Is £154,000 small?

With effect from 6th April 2013 a small business will be able to account for its profits on a cash basis. No need to account for stock, debtors or creditors. No need to make distinction between purchase of assets (capital expenditure) and running costs. Simple? Of course not. Misleading? Of course.
The scheme purports to make life easier for small businesses – reducing red tape. It does nothing of the sort. It isn’t simplification. It’s another set of rules that has to be studied and understood. It’s an alternative that requires understanding of both systems in order to establish which is the best in any particular circumstance – and it might be different one year to the next. If people are not willing to understand and comply with one set of rules, what makes Government think that another set of rules will be understood and complied with any better? It simply creates confusion and almost provides an excuse for getting it wrong.

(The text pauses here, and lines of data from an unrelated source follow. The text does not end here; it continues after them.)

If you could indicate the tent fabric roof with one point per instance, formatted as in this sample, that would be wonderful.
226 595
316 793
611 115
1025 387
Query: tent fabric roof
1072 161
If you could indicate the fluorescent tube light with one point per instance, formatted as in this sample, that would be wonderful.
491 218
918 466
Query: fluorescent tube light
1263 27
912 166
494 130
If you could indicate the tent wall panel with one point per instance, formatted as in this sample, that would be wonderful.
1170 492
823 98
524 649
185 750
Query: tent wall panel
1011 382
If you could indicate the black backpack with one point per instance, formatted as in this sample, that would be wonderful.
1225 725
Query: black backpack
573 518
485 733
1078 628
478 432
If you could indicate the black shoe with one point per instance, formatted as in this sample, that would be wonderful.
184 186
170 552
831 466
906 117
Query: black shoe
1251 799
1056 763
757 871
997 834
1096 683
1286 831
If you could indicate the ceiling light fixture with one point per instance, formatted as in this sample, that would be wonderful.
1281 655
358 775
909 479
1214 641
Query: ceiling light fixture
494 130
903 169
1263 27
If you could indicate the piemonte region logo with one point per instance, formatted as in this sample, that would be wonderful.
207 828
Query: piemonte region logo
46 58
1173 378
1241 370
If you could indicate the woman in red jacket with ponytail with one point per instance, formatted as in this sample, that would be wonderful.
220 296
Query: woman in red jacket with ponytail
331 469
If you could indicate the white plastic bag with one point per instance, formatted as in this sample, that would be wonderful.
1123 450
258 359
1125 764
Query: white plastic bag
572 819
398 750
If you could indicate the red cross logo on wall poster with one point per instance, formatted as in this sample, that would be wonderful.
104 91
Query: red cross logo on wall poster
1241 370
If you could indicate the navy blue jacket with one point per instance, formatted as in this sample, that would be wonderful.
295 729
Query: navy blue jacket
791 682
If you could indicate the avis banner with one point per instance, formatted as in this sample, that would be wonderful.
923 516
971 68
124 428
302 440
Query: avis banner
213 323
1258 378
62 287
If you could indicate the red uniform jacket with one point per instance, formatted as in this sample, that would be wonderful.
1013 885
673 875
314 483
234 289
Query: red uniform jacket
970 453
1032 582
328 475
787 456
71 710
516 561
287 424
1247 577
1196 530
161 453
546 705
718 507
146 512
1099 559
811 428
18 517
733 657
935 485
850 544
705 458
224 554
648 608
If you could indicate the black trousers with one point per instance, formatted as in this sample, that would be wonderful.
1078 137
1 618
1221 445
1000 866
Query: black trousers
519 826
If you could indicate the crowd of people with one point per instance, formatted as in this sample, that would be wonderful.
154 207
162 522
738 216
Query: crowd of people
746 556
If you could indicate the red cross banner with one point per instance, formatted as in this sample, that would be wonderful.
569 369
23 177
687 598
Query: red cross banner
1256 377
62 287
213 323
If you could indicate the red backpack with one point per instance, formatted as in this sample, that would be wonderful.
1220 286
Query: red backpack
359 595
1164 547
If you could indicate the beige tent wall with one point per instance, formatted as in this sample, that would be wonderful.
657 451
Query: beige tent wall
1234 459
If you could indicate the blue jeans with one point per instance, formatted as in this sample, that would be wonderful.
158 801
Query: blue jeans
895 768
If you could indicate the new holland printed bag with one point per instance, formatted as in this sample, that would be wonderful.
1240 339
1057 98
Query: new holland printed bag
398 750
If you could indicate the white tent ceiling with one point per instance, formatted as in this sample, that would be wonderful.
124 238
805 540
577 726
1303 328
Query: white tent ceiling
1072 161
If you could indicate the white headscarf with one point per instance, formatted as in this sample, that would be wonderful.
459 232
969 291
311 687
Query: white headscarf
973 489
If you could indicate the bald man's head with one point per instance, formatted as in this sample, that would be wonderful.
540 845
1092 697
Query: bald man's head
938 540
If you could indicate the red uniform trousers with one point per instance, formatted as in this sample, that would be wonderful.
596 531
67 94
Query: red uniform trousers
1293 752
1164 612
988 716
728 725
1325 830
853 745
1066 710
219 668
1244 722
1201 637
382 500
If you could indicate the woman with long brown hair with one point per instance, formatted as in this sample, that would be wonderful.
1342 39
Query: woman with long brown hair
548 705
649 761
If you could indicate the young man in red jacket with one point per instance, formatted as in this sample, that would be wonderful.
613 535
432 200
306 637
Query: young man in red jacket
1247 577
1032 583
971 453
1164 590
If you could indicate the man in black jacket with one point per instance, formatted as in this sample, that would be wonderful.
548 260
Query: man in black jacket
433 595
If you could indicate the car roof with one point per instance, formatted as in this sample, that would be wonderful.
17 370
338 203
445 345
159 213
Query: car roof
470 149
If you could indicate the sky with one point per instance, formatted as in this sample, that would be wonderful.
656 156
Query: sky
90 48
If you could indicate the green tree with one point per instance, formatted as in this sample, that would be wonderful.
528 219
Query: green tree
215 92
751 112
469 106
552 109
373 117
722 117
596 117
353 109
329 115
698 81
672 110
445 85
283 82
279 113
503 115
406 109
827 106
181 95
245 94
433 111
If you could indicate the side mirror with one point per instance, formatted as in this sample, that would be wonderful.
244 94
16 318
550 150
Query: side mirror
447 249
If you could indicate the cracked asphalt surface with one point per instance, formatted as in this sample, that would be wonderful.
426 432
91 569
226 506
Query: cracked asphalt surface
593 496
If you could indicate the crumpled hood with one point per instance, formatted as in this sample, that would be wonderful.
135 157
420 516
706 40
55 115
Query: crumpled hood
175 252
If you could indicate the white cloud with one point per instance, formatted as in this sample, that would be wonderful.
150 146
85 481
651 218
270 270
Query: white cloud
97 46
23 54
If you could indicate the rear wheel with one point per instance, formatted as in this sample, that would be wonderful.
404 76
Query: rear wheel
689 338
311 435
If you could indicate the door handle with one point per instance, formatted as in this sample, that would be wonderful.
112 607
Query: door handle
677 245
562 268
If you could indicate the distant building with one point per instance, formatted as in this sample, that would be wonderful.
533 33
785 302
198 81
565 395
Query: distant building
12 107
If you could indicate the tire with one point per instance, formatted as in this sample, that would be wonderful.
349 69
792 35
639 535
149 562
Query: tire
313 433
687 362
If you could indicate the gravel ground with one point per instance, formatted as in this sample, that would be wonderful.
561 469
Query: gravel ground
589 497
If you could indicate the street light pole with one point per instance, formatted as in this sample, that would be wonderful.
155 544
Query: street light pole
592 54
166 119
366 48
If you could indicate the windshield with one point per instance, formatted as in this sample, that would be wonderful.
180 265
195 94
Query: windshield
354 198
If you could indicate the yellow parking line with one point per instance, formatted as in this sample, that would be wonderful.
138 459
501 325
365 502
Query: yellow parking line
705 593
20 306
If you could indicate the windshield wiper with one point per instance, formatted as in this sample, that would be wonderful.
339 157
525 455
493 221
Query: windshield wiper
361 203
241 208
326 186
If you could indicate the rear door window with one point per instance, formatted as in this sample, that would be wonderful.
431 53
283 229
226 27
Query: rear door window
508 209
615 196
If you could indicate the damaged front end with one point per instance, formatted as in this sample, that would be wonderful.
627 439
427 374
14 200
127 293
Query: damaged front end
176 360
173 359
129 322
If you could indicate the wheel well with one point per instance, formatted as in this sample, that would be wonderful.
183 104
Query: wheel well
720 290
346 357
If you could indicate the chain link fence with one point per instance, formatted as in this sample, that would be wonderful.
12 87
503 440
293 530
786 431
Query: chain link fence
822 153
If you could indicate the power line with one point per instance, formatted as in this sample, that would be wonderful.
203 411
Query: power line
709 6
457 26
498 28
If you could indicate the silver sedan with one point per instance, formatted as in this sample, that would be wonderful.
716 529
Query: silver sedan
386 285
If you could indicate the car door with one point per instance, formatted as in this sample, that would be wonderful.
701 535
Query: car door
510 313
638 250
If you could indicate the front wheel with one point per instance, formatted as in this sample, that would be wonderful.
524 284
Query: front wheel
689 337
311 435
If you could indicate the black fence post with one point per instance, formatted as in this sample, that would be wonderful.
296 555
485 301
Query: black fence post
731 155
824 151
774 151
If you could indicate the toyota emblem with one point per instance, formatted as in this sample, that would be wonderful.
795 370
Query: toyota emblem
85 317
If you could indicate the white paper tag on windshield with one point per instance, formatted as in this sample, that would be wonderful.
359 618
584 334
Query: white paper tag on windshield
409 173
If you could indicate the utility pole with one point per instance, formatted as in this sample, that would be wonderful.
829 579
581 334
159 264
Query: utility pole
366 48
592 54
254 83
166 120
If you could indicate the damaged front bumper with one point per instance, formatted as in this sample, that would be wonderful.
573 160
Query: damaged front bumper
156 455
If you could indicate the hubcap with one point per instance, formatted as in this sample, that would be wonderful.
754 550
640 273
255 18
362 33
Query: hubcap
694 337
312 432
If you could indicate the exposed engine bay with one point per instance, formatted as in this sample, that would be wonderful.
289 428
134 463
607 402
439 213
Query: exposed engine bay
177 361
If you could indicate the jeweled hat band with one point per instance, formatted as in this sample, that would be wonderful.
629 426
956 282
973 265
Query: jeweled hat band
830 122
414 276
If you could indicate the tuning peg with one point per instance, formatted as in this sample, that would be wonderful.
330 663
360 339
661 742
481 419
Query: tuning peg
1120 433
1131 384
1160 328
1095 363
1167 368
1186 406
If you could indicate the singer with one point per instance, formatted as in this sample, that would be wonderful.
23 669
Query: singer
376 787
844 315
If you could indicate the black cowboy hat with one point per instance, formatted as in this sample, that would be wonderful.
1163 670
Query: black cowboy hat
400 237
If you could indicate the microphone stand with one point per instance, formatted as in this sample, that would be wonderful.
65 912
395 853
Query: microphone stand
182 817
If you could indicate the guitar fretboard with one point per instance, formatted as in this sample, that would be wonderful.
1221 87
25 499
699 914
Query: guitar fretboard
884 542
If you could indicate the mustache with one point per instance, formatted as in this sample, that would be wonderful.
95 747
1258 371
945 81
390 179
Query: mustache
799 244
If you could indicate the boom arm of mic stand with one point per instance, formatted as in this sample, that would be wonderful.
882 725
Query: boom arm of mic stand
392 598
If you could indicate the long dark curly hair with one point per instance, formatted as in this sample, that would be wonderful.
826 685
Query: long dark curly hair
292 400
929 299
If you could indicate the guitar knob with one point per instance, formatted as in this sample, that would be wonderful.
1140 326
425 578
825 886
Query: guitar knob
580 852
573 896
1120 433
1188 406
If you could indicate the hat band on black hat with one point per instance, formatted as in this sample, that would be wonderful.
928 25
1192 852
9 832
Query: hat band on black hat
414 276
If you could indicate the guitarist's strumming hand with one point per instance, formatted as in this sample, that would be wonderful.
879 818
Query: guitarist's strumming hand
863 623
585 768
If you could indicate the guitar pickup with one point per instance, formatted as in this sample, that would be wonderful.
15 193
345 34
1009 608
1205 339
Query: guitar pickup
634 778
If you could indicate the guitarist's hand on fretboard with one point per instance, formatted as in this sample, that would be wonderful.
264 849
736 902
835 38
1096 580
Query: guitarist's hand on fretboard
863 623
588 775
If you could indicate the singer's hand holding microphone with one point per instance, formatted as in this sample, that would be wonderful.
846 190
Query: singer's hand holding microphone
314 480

Is it good for business or the businessman? It is certainly no basis on which to judge the performance or profitability of the business. It is no way to encourage a small businessman to properly understand accounts or to help develop the business. Is it not better to encourage the keeping of proper records, to draw up accounts correctly and better understand the concept of profit? Isn’t that also fairer? Most employees, whatever their income, have no option but to be taxed on their true earnings.
It might be possible to justify a cash basis for a very small, part-time business, generating turnover of, perhaps, £10-20,000 a year. But the Government is intent on applying it to businesses with turnover up to £154,000. It does no one any favours. It’s the lazy approach to discipline – at a time when more, not less, discipline and compliance is required.